Barbie is in need of medical attention, and so her parents pick her up to take a trip to the emergency room. My father is at work with the only car the family owes, and so it takes my mother until afternoon to find a rind into the school. I am told that I will be suspended for x amount of days, and that my parents will have to pay for the other girl’s hospital care during this time. However, when my mother finally shows up, she makes a scene in the office of the school, and I have to tell her why I would do such a thing, and I simply took my broken glasses out for her. The end of this pre-teen bullying incident ended with no suspension time on my part, and Barbie’s parents had to pay for a new set of glasses for me.
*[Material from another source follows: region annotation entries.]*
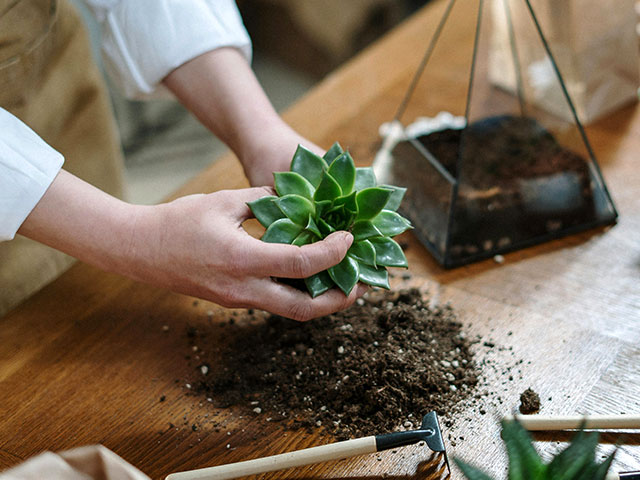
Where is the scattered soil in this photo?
[188,289,479,439]
[520,388,540,415]
[388,115,603,266]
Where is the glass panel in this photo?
[383,0,617,267]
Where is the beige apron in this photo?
[0,0,123,316]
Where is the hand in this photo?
[19,170,366,320]
[132,188,367,320]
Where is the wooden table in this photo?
[0,2,640,478]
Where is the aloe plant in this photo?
[248,142,412,297]
[455,421,615,480]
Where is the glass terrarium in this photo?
[374,0,617,267]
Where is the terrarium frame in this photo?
[374,0,618,268]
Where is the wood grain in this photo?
[0,1,640,480]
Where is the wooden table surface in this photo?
[0,2,640,478]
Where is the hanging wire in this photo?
[393,0,456,121]
[445,0,484,259]
[503,0,526,117]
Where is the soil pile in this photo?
[519,388,540,415]
[189,289,479,438]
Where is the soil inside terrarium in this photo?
[392,115,595,264]
[189,289,479,439]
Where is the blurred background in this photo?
[73,0,429,204]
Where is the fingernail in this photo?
[340,231,353,242]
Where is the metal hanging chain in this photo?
[393,0,456,121]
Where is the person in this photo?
[0,0,366,320]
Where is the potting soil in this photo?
[188,289,479,439]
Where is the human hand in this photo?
[126,187,367,321]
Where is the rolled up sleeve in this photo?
[0,108,64,242]
[84,0,251,98]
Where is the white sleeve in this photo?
[0,108,64,242]
[84,0,251,98]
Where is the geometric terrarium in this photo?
[374,0,617,268]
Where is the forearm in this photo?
[18,170,144,274]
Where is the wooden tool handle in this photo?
[505,415,640,431]
[166,436,377,480]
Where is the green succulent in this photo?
[248,142,412,297]
[455,421,615,480]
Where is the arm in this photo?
[164,48,323,185]
[18,170,366,320]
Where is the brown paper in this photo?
[0,445,150,480]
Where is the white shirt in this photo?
[0,0,251,241]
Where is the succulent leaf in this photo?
[291,145,329,187]
[248,142,411,297]
[369,237,407,267]
[329,152,356,195]
[353,167,378,191]
[275,194,315,226]
[502,422,546,480]
[359,262,391,290]
[315,200,334,218]
[318,218,336,237]
[328,255,360,296]
[382,185,407,212]
[454,458,492,480]
[455,421,615,480]
[304,216,322,238]
[333,192,358,213]
[322,142,344,164]
[313,172,342,202]
[273,172,314,200]
[356,187,392,220]
[261,218,302,243]
[371,210,412,237]
[347,240,376,267]
[304,271,335,298]
[351,220,382,242]
[247,195,285,228]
I have to give a lot of credit to my mother in this incident because if she had not been the way she was, I would most likely have gotten suspended. Even more importantly than that, the torment from the ‘in’ crowd at school would have most likely continued thru-out the rest of my school experience. My fear at that age was of her more than the other children at school, and she also knew that I respected authority. My mother had no idea of the torments of the other pre-teens that I attended school with-she never asked and was overly involved with the dysfunction of an alcoholic spouse. However, she did stand up for me that day at school, and that action gave me the courage to stand up more for myself in the years to come.
I personally have many credits to hand out when it came to overcoming bullying as a teen, but my mother and the wonderful Mrs. E (remember the bus driver?) both stood firm for me that day. Mrs. E had been my bus driver since about 3rd grade, and she would still be driving one of the rural bus routes in that school district some 20 years later when my own children started their walks thru school. Mrs. E’s sons were in high school when I was in elementary, but she did take the time to get to know some of the children on her bus too, and so she stood up to the powers that were back then in my defense as well.
Our world has changed in dramatic ways since I was 12, but there are still people whom care that work in the school systems, and it is often these people-teachers, bus drivers and classroom aides that battle bullying on the front lines, but I am just as sure that it is some of these same people that still instigate bullying in their own ways. How am I sure 38 years later?
Human nature has not changed for how long? Bullying is often the precursors for loving power and control of other people, just as outrage at inhuman actions can define a person’s love of justice and equality. A person’s values and morals are supposed to be formed at home, by one’s parents–and they are. Everyone’s issues begin at home, and as we grow we learn. Is our society really that different now? Support for children that are being bullied begins at home as well as on the front lines in classrooms and school systems across the country. True acceptance of people’s differences must be taught, and so the best way we can help children whom are being bullied today is to support them, but we have to start with recognizing the signs of bullying, and I will be addressing this issue in another article.